Wood walks to work: The one who stayed
Going broke in Detroit may have been the best thing that ever happened to DeVolson Wood – and Michigan Engineering.
Going broke in Detroit may have been the best thing that ever happened to DeVolson Wood – and Michigan Engineering.
Michigan Engineering’s first professor – Alexander Winchell – knew little about engineering. Though his 1854 “Strength of Materials” course established the first metallurgical curriculum among U.S. engineering colleges, the class was primarily an English composition course for engineering students. At the end of the year, Winchell was replaced by William Peck.
In 1957, while Peck was on vacation, a man named DeVolson Wood was traveling by train for a teaching job in Chicago – but he ran out of money in Detroit. So Wood left his bags and walked to Ann Arbor, where he convinced U-M President Henry Philip Tappan to hire him.

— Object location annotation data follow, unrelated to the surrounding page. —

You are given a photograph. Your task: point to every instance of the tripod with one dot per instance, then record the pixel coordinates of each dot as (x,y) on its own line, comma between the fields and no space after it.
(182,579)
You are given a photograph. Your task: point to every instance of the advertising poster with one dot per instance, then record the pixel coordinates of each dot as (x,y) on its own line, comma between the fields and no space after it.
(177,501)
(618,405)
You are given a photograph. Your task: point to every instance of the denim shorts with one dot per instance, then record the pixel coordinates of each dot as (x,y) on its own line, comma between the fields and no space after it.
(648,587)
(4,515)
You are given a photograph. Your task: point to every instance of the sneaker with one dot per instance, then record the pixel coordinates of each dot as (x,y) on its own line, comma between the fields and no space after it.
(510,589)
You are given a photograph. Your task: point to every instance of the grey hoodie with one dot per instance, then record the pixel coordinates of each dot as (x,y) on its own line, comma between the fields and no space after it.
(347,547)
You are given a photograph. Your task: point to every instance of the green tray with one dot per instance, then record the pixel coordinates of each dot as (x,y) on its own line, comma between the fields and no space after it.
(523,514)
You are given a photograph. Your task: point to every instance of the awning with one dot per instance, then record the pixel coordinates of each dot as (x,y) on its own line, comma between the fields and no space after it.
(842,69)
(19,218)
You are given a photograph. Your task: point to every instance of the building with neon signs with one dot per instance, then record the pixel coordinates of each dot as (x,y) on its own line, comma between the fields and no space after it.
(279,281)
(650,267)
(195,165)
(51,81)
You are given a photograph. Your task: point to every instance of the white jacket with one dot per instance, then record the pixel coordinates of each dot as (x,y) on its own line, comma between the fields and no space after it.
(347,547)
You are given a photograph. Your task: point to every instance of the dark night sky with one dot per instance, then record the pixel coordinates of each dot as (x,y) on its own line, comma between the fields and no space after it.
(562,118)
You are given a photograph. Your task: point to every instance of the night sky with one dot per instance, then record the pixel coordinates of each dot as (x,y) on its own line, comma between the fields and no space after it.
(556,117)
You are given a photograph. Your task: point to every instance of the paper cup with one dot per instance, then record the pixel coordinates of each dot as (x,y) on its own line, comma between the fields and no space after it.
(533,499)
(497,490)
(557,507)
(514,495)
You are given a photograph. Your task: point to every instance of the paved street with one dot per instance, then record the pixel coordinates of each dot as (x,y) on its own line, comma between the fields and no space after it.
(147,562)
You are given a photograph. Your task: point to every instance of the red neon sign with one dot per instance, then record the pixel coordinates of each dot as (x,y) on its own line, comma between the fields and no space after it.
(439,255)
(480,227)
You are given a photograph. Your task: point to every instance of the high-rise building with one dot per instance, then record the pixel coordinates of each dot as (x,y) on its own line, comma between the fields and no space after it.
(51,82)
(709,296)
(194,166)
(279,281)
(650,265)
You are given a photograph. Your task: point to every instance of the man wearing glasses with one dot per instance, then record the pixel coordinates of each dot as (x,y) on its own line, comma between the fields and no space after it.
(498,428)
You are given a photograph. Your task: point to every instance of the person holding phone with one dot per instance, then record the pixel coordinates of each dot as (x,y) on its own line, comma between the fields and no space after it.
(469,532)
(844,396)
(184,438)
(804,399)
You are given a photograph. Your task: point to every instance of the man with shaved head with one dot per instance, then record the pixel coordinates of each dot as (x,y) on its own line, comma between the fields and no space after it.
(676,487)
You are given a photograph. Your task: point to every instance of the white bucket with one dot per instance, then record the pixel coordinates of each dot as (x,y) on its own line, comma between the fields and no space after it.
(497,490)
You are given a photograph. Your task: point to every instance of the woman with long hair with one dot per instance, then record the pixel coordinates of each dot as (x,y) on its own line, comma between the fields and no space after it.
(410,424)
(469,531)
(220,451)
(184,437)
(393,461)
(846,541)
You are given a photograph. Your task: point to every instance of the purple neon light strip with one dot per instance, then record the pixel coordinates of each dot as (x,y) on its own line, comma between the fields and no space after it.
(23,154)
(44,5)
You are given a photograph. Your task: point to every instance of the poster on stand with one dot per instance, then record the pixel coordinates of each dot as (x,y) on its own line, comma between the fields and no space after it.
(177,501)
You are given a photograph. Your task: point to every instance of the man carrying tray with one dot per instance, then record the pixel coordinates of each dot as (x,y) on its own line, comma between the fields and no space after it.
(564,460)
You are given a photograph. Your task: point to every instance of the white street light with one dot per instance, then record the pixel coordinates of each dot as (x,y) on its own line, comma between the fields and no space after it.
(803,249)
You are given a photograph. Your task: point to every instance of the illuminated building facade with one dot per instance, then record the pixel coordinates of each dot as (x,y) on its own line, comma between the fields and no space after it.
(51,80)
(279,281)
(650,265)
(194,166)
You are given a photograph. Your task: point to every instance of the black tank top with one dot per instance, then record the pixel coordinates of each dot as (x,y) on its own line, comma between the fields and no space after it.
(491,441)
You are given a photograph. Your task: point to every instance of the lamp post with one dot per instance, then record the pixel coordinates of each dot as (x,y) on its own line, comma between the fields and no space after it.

Wood would teach almost every engineering course offered in the 1860s – materials resistance, bridge construction, hydraulic motors, water distribution in cities – and when no Army man was available to teach military engineering due to the exigencies of the Civil War, Wood lectured on that subject as well.
When Wood left the University in 1872, enrollment was on the rise. He was replaced by three men – Ezra Greene, James Davis and Charles Denison – all of whom remained at Michigan long enough to usher engineering students into the next century.